Campus organizations from Perry World House to the Leonard Davis Institute of Health Economics are using outdoor spaces, streaming, and video-conferencing platforms to make sure events are accessible to all members of the Penn community.
The Leonard Davis Institute of Health Economics will host both in-person and virtual events, including a series of hybrid research seminars and virtual speaker events.
The Annenberg School for Communication is hosting their events on Zoom this semester.
Kelly Writers House, a center for writers from Penn and Philadelphia, is planning to host outdoor events that will be streamed online, KWH Director Jessica Lowenthal said.
“We have a great outdoor space, set up with microphones, lights, a tent, and fans, and we’ve always streamed our events live from the garden,” she said.
Lowenthal added that KWH is prepared to host events entirely online if conditions change, building on experience from previous virtual semesters.
KWH is hosting one of its first events of the semester, a student-run Open Mic Night, in the 1942 Garden and on YouTube at 7:30 p.m. on Sept. 8.
“I always find the Open Mic Night event to be an amazing event because we get to see so many new students as they come into campus," Lowenthal said. "It reminds me of why I love being at KWH. It feels really special this year.”
Perry World House, a center for global engagement on campus, is hosting in-person events with masks and distancing.
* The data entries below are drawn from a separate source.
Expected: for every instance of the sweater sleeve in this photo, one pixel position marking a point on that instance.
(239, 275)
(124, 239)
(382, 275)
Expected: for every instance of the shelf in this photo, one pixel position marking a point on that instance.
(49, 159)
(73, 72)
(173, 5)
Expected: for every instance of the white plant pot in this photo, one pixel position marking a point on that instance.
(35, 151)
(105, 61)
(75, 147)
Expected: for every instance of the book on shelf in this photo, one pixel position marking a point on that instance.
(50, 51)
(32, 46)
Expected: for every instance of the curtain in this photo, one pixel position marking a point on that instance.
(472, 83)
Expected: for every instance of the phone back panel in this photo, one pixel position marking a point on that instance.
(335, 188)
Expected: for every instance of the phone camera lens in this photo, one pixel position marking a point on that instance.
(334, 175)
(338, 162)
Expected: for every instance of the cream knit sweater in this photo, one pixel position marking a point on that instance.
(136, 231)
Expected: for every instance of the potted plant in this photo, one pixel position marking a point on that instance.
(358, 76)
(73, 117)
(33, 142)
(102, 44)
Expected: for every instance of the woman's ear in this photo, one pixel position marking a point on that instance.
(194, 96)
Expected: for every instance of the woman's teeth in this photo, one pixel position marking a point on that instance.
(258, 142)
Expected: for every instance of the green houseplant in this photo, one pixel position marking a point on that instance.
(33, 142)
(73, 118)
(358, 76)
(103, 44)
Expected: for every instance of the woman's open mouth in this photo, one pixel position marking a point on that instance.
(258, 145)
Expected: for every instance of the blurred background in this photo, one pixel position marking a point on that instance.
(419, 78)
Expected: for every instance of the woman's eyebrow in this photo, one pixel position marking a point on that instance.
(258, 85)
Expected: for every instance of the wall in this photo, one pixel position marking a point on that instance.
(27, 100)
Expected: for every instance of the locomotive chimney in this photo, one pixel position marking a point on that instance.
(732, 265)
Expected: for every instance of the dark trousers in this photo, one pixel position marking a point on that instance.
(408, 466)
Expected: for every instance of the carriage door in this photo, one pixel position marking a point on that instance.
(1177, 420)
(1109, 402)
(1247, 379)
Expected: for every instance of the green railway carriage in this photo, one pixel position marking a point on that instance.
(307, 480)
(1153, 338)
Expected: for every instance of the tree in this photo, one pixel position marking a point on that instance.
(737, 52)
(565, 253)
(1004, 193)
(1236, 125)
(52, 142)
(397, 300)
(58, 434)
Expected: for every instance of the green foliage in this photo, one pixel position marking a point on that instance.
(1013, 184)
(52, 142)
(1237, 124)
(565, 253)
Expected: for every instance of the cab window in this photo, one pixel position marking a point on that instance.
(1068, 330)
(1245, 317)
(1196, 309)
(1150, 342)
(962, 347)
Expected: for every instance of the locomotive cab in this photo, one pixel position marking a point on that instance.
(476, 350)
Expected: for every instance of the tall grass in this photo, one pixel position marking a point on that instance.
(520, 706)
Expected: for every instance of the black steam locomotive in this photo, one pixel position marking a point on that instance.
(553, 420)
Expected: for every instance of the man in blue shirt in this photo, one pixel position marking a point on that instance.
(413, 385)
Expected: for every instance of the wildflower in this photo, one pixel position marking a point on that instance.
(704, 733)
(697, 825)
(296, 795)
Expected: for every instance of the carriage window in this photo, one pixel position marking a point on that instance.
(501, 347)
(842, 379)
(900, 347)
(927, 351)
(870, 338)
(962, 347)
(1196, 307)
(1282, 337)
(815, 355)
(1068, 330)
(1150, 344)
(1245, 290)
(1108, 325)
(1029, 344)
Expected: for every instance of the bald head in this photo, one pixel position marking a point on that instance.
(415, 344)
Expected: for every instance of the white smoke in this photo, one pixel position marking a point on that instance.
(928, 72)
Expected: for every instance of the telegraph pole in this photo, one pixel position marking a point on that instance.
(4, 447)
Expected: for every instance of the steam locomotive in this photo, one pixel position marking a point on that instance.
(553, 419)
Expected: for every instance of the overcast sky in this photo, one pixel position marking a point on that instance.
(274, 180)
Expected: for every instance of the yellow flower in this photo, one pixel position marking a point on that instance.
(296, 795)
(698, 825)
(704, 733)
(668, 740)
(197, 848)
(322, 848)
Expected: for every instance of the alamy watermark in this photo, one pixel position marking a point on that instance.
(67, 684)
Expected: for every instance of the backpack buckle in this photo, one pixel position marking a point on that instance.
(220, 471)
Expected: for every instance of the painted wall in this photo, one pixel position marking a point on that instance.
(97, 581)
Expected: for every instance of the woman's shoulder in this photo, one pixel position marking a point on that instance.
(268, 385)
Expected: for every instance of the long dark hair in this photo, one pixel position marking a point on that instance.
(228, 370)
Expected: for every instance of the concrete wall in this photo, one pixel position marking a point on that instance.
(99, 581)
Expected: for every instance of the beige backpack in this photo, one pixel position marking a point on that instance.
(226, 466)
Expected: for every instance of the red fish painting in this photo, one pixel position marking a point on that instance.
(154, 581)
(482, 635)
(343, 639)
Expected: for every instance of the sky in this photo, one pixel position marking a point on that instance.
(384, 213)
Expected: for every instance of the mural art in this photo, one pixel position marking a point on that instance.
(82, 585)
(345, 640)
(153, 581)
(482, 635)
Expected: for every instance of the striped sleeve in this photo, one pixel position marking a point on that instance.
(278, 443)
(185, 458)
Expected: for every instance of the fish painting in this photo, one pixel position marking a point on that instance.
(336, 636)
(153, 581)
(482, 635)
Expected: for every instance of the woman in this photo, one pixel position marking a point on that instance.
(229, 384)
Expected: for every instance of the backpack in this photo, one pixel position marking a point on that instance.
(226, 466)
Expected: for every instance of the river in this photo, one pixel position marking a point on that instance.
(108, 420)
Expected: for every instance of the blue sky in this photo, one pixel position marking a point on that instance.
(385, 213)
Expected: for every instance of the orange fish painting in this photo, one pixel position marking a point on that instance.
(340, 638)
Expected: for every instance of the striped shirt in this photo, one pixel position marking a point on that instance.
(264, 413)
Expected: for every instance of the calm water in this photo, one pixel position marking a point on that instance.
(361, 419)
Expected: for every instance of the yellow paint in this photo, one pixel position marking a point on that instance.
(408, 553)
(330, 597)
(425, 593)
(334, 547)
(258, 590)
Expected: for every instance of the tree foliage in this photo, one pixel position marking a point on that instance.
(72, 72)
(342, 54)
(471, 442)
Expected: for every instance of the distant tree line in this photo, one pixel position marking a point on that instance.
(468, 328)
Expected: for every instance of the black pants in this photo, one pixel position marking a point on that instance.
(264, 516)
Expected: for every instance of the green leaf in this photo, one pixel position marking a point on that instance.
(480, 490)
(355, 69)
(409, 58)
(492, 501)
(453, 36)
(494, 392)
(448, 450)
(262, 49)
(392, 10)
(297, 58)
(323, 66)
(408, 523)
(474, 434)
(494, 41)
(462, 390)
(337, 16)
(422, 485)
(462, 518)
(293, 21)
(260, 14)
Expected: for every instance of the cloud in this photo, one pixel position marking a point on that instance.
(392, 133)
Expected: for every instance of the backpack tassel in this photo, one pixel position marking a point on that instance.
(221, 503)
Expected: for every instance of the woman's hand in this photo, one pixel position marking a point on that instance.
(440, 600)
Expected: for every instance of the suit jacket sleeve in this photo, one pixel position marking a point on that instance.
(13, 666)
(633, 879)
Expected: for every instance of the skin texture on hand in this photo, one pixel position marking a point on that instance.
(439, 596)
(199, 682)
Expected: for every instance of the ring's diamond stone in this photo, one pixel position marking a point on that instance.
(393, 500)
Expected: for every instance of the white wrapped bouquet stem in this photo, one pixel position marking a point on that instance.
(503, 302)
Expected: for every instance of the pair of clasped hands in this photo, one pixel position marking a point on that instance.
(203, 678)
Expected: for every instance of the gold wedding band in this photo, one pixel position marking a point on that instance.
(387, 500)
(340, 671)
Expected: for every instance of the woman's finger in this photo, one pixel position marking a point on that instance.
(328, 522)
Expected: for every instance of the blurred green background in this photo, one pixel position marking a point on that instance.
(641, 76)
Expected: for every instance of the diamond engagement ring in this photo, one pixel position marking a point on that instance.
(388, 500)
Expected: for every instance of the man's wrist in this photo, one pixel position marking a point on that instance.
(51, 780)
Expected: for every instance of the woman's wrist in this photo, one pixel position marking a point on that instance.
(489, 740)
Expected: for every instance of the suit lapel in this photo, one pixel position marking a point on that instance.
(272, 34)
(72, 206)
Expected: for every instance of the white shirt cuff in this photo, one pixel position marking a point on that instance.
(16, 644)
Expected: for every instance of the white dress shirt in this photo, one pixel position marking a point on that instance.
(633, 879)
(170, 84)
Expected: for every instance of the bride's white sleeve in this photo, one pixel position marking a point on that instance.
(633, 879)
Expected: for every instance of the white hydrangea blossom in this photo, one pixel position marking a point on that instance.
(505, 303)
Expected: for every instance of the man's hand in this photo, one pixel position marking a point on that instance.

Attendees will also have the option to participate virtually or watch recordings of the events.
PWH's first event — “The World Today: COVID-19 and the New Normal?” — took place on Aug. 31 with an in-person audience on campus and more viewers watching on Zoom.
“I am most looking forward to interacting with students, having the building teeming with them and their energy, and continuing to provide a wealth of opportunities and experiences to globally minded students,” PWH Deputy Director LaShawn Jefferson said.
Jefferson said it was important for PWH to resume in-person programming, given Penn’s overall vaccination compliance rates among students, faculty, and staff.
“We of course weighed issues of overall safety before making a decision to resume in-person programming, and we consulted widely across Penn with other provost centers, medical officials, and student groups,” he added.
While PWH hopes to continue with hybrid events this semester, Jefferson said their current arrangements are subject to change as COVID-19 guidelines evolve.